«Me denunciaron para legitimar una marca registrada que no estaba bien»

Jesús Gómez Solórzano en su lagar de Renedo. / LUIS PALOMEQUE
Jesús Gómez Solórzano en su lagar de Renedo. / LUIS PALOMEQUE

El lagarero cántabro Jesús Gómez Solórzano, gerente de Sidra Somarroza, se siente «feliz» con la decisión judicial a su favor que le permite envasar su sidra en la botella verde

EVA FANJULGIJÓN.

Jesús Gómez Solórzano (Renedo de Piélagos, Cantabria. 1961) se siente «más tranquilo y feliz» después de conocer el fallo de la Audiencia Provincial de Cantabria que le autoriza a seguir utilizando la tradicional botella de sidra asturiana para envasar su producción. Es la segunda vez que el lagarero cántabro gana una batalla judicial a la Asociación de Sidra Asturiana (Assa) por el uso de un envase que constaba como marca registrada de la entidad. Poco a poco, Somórzano va digiriendo lo que supone esta sentencia judicial y toda la expectación y polémica que ha suscitado.

-Usted habla de «victoria judicial agridulce», pero imagino que está satisfecho con este fallo a su favor.

-Sí, para mí ha sido una alegría muy grande porque esta botella de sidra queda libre para todo el mundo. Desde mi punto de vista, la asociación intentó adueñarse de ella y han patentado algo que no era de ellos. Hay que recordar que esta botella la creó un inglés en 1821 y esa patente se acabó en 1835. En 1880 se empieza a fabricar en Asturias y resulta que en el año 2000 se les ocurre a estos señores patentarla. No es una botella creada por ellos, sino una más de las que hay libre en el mercado. Creo que me denunciaron para intenta legitimar con una sentencia una marca registrada que no estaba bien hecha. Y me gustaría aclarar algo.

-Diga.

-Se dice que los asturianos se han metido conmigo y eso no es así. Con mi empresa no se han metido los asturianos, sino la asociación de lagares asturianos. En Asturias hay muchos productores que me han felicitado, porque esta asociación no quiere la botella para Asturias, la quiere para ella. Y quiero matizarlo porque yo no tengo nada en contra de Asturias. Al contrario, tengo muchos vínculos allí y como sidrero que soy la considero también mi tierra.

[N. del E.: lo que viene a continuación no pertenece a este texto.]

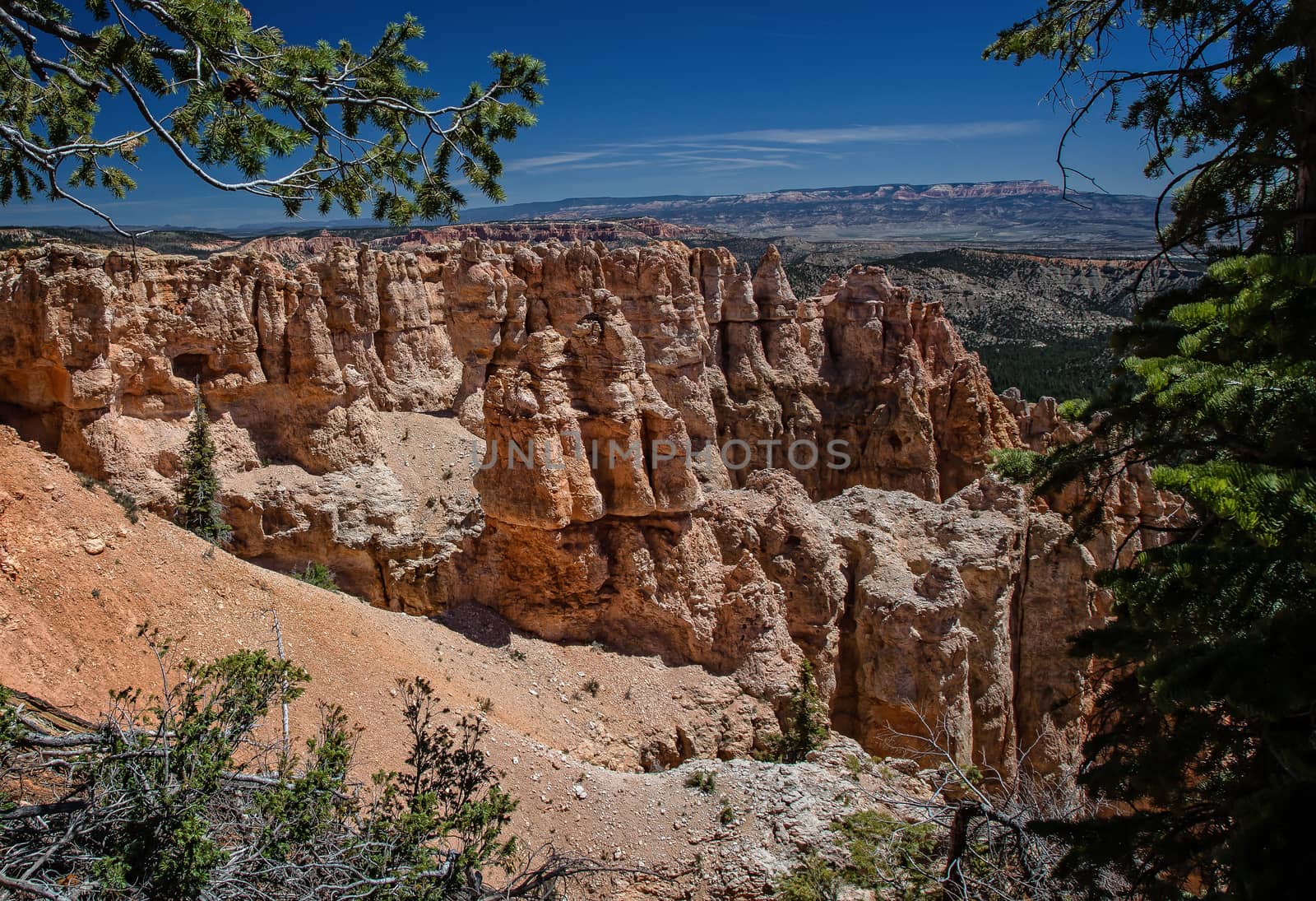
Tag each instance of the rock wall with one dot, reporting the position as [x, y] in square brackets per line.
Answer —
[924, 593]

-¿Le preocupa que se convierta en un conflicto entre comunidades?

-Claro, así es. Esto no es una disputa entre regiones. Este problema también lo tienen muchos pequeños lagareros asturianos que no pertenecen a la asociación. Si mañana esta botella pasa a ser definitivamente propiedad de Assa, ésta les puede presionar o pedir contraprestación por usarla.

-¿Usted ha usado siempre la botella verde para su sidra?

-Esta botella siempre ha estado aquí. Yo la he visto toda mi vida porque siempre se ha usado. Hablan de proteger la sidra de Asturias, pero la Assa solo representa a una parte, no a todos los productores.

-¿Cuánto tiempo lleva usted elaborando sidra?

-Llevo muchos años en el mundo de la sidra por vocación y aprendí viendo a la gente de aquí hacer la sidra en casa. Luego empecé a conocer bien el manejo de la sidra natural y siempre tuve la suerte de hacer una sidra exquisita. Al mercado salí en el año 2010 y fui el primer lagarero cántabro en sacar el registro de sanidad. Luego se sumaron mis hijas al proyecto y aquí estamos: somos una empresa familiar de solo tres miembros, pero vamos bien.

-¿Su sidra es como la asturiana?

-Sí, es igual que una sidra asturiana natural de calidad. Hay muchas formas distintas de hacerla. Por ejemplo, en el País Vasco algunos no hacen sidra con fermentación maloláctica. Sin embargo, en Asturias es tradición hacerla y nosotros también la hacemos así. Así que la nuestra es como la asturiana.

-¿Cuántos litros produce al año?

-Unas 200.000 botellas de sidra natural al año. Además, también elaboramos otra serie de productos y sidras distintas.

-¿Hay mercado en Cantabria?

-Cada vez más. El número de productores está creciendo. Ahora ya somos siete y cada vez se abren más sidrerías. También vendemos a Madrid y a otros puntos de fuera.

-¿Se plantea hacer una asociación?

-Por ahora no, pero quizá en un futuro sea algo que surja solo. Lo que está claro es que la cultura sidrera se está recuperando en Cantabria.